Close your eyes. Imagine a scientist.

Lab coats, beakers of colorful potions, and an obsessive tendency to use big words.

Spectacles, wild hair, a potential for explosions.

I’m a scientist. I’ve only used a lab coat a handful of times and my use of big words has more to do with my English major than my career. Picture wide-brimmed hats, uneven tan lines, and a dented set of binoculars. The standard uniform of a certain type of scientist: the field ecologist.

Let me tell you a little bit about us…

ecologist with binoculars

1. We’re Hoarders

Walk into any ecology lab and you’ll find samples as old as the lab itself. This past summer I had an internship where the entire upper floor of the storage barn was stuffed with bags and bags of biomass (read: dead plants) from decades ago. Why? “In case they might be useful later.” This might sound like a flimsy excuse to never spring clean and, honestly, I was a little skeptical myself as a young intern, but there’s actually a secret wisdom to this.

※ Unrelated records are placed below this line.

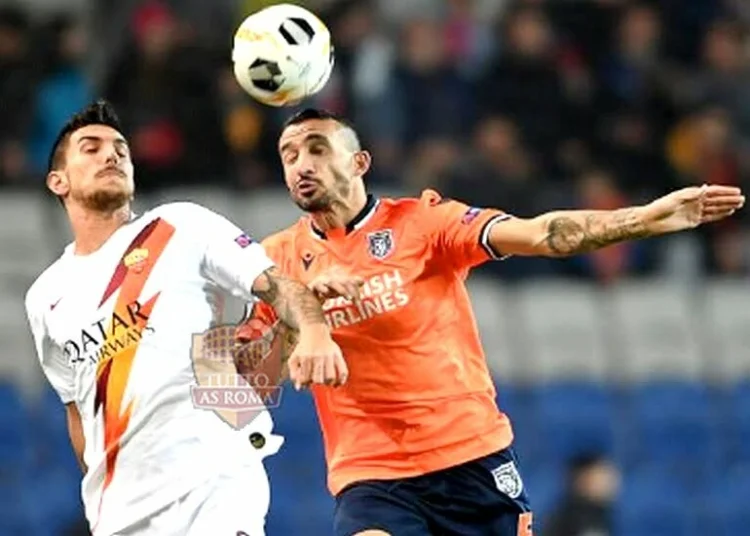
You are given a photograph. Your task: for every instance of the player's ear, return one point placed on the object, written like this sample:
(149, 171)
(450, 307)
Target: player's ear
(58, 183)
(362, 161)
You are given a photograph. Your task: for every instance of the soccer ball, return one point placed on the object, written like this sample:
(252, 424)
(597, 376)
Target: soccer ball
(282, 54)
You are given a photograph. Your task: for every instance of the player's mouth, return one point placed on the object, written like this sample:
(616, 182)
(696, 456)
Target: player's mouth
(306, 187)
(110, 172)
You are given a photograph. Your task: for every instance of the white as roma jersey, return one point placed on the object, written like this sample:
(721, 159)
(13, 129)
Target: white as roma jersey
(116, 332)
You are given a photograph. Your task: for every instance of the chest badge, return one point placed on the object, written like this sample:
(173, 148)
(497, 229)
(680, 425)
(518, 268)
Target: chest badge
(136, 260)
(380, 243)
(307, 258)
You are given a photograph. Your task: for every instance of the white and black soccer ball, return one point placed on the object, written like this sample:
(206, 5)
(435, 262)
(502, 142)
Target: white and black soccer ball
(282, 54)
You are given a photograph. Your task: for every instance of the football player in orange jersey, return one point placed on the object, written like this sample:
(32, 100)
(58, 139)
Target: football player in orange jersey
(415, 444)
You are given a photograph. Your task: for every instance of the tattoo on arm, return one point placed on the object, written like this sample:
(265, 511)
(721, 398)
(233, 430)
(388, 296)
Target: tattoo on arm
(295, 304)
(585, 231)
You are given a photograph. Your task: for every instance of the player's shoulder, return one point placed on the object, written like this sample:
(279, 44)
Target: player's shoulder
(44, 288)
(179, 211)
(427, 200)
(288, 236)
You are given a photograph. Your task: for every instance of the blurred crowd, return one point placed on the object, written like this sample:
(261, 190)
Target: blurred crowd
(522, 105)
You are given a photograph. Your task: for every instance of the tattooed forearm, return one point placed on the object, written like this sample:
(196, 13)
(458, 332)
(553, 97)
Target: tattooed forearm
(295, 304)
(571, 233)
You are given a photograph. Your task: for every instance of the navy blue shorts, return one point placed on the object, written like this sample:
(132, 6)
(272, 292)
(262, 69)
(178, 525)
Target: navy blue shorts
(483, 497)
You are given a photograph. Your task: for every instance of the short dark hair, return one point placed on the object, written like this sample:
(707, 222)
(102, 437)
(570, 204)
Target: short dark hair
(311, 114)
(99, 112)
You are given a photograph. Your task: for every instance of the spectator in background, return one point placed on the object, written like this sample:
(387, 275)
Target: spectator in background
(499, 171)
(633, 104)
(166, 90)
(586, 508)
(435, 100)
(17, 78)
(63, 88)
(702, 148)
(524, 84)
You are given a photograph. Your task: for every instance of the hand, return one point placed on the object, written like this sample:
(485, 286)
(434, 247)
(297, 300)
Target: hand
(689, 207)
(335, 284)
(317, 359)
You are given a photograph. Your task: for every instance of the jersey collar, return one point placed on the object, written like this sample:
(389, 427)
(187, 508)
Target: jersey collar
(358, 221)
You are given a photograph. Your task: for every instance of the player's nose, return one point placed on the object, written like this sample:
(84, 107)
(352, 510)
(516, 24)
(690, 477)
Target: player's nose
(112, 156)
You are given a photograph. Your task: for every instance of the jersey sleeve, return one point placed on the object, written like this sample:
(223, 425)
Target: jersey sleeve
(54, 364)
(459, 232)
(231, 258)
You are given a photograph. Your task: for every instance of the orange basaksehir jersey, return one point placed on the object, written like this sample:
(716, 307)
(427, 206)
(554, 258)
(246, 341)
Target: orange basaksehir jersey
(419, 397)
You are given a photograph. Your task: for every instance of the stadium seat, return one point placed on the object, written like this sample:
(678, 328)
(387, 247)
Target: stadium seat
(736, 424)
(544, 484)
(574, 418)
(652, 503)
(725, 323)
(516, 402)
(15, 442)
(27, 232)
(722, 508)
(675, 423)
(654, 328)
(564, 332)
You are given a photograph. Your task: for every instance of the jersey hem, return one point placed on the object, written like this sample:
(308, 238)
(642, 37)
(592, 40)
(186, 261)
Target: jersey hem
(469, 450)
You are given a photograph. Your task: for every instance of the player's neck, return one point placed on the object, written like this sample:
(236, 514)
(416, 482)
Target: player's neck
(91, 229)
(340, 213)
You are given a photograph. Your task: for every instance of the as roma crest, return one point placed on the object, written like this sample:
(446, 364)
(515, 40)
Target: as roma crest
(380, 243)
(238, 377)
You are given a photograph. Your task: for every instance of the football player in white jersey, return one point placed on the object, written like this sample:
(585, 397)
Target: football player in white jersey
(116, 321)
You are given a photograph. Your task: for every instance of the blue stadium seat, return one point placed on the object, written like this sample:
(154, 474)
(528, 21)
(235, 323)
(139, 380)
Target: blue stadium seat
(544, 485)
(296, 413)
(56, 496)
(574, 418)
(675, 423)
(652, 503)
(17, 510)
(724, 508)
(296, 506)
(516, 402)
(738, 420)
(15, 440)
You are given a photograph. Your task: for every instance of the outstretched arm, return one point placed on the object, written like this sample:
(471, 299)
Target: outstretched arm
(295, 304)
(572, 232)
(315, 358)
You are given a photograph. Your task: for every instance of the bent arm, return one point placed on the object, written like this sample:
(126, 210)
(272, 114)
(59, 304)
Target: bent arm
(75, 431)
(295, 304)
(568, 232)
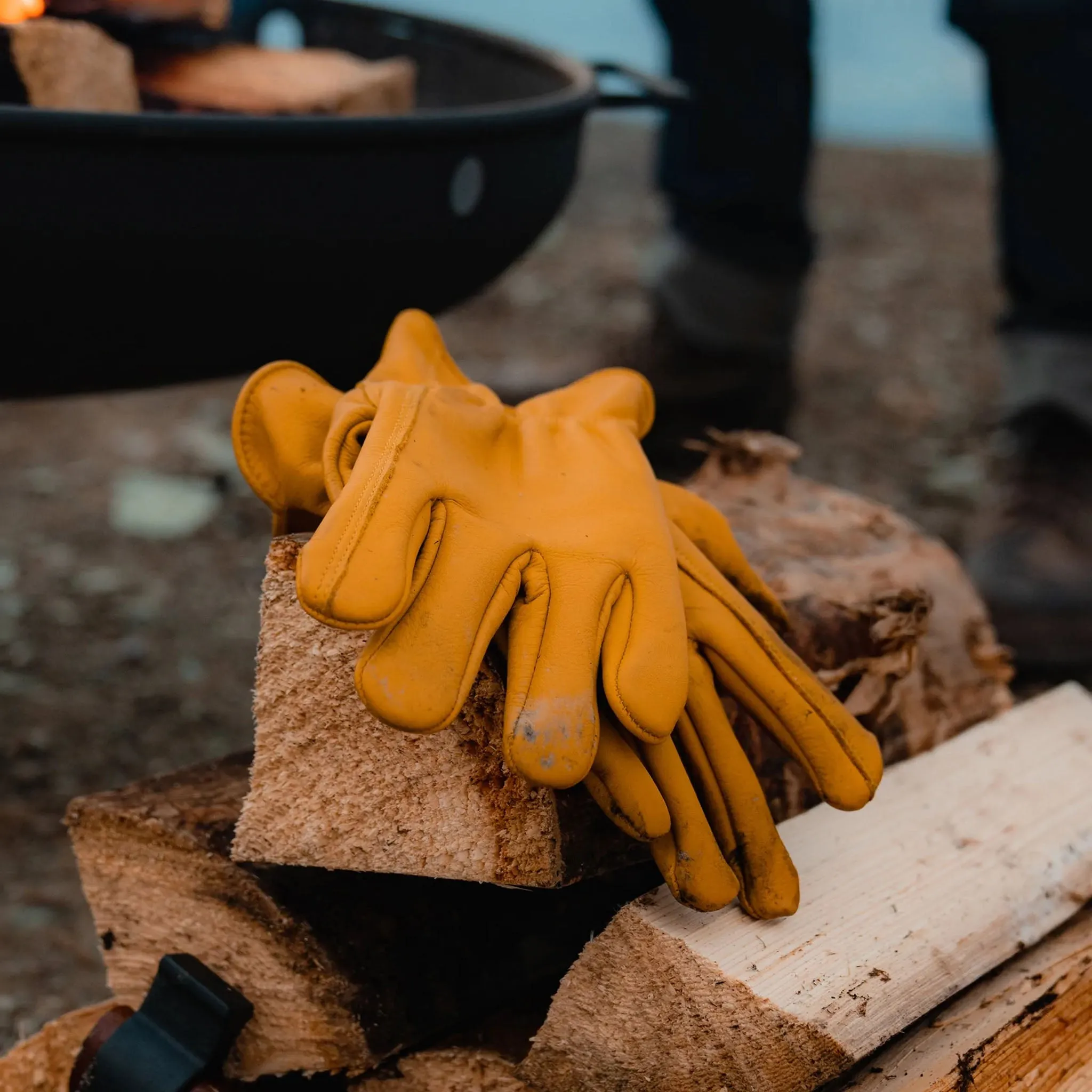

One summer, I interned at the Harvard Museum of Comparative Biology’s avian collections. We had specimens from the early 1700s, including golden pheasants hunted by George Washington. But not every bird had been hunted by historical figures, so why keep these specimens at all? Let me give you an example.

My project there measured soot on specimens’ feathers. Because birds shed their feathers every year, the amount of soot on their feathers could be used as a proxy for the amount of atmospheric black carbon for the year that specimen was collected. Thus, we were able to track atmospheric black carbon across the years, beginning from before the Industrial Revolution to modern time. We did this with a spectrometer (an instrument that measures wavelength and frequency of light), technology that has been significantly developed since the 1800s. The original collectors had no idea the specimens would be useful in this way.

Thus, stored specimens/samples have the capacity to yield more data than we can glean from them in our present time. It’s not hoarding; it’s a time capsule for advanced technology to crack open in the future.

2. Pretending to be off-grid

We live in a world of incessant notification pings. Your roommate asking if you can get groceries. Work reminding you of a scheduled zoom meeting. Facebook letting you know it’s great-aunt Magda’s birthday. The news app informing you of the constant humanitarian crises. It never stops, until you have no service.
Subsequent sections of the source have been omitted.